NCCAM gets grants for CAM research

The National Center for Complementary and Alternative Medicine has received funding to set up new research centers on complementary and alternative medicine.

The National Center for Complementary and Alternative Medicine (NCCAM), a component of the National Institutes of Health, has received funding to set up new research centers on complementary and alternative medicine.

The initiative will support three main areas : centers of excellence for research on CAM, developmental centers for research on CAM, and planning grants for international centers for research on CAM.

"These programs are designed to enlist researchers from multiple disciplines - in both conventional medicine and complementary and alternative medicine - to apply their expertise to advance complementary and alternative medicine research," said Dr Stephen E. Straus, director at NCCAM.

The centers of excellence provides grants (P01) to projects investigating the action of CAM therapies. Future awards will provide new opportunities for experienced molecular or cellular biologists, imaging scientists, immunologists, neurobiologists, pharmacologists, physiologists, and other scientists to investigate fundamental questions related to CAM, said the organisation.
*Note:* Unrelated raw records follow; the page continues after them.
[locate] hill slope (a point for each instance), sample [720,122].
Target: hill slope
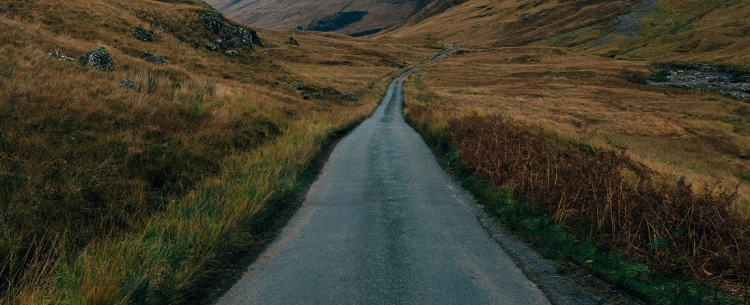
[663,30]
[107,176]
[288,14]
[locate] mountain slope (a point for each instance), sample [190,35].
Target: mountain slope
[109,178]
[663,30]
[288,14]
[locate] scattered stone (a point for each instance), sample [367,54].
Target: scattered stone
[142,34]
[331,91]
[126,83]
[59,55]
[98,58]
[231,36]
[159,60]
[210,46]
[292,41]
[304,94]
[349,97]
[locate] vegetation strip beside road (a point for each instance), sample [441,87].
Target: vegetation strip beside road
[576,202]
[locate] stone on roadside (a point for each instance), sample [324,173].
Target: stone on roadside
[292,41]
[159,60]
[142,34]
[304,94]
[59,55]
[210,46]
[126,83]
[349,97]
[98,58]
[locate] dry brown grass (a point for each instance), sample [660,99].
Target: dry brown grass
[87,168]
[697,135]
[683,31]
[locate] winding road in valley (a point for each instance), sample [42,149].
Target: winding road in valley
[385,224]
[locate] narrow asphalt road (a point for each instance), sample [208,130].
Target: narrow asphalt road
[384,224]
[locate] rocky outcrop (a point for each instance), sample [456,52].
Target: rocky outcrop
[350,97]
[292,41]
[126,83]
[159,60]
[98,58]
[210,46]
[142,34]
[230,36]
[59,55]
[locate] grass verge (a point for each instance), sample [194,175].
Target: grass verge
[554,238]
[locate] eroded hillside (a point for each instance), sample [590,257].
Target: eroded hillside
[289,14]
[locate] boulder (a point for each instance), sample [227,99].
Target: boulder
[349,97]
[159,60]
[59,55]
[231,36]
[126,83]
[304,94]
[210,46]
[98,58]
[292,41]
[142,34]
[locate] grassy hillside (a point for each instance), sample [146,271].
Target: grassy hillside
[651,30]
[656,174]
[117,192]
[288,14]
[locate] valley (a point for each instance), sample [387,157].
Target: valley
[134,175]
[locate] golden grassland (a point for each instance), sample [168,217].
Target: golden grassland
[676,31]
[114,195]
[697,135]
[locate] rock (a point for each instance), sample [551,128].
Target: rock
[331,91]
[142,34]
[349,97]
[210,46]
[159,60]
[59,55]
[304,94]
[126,83]
[98,58]
[292,41]
[232,36]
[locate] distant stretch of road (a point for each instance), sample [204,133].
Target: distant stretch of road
[384,224]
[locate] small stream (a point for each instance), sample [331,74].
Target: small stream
[732,82]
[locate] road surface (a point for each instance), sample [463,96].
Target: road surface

Developmental centers will support U19 cooperative agreements in which CAM and conventional institutions and investigators team up in exploratory research projects. Planning grants for international centers will fund exploratory/developmental grants (R21) so that US and international institutions can work together to study traditional/alternative healing approaches.

The planning grants will lay the groundwork for developing applications for an international center for research on CAM, to be called for in 2004, said the NCCAM.

Requests for applications and program announcements for these opportunities are available on NCCAM's website.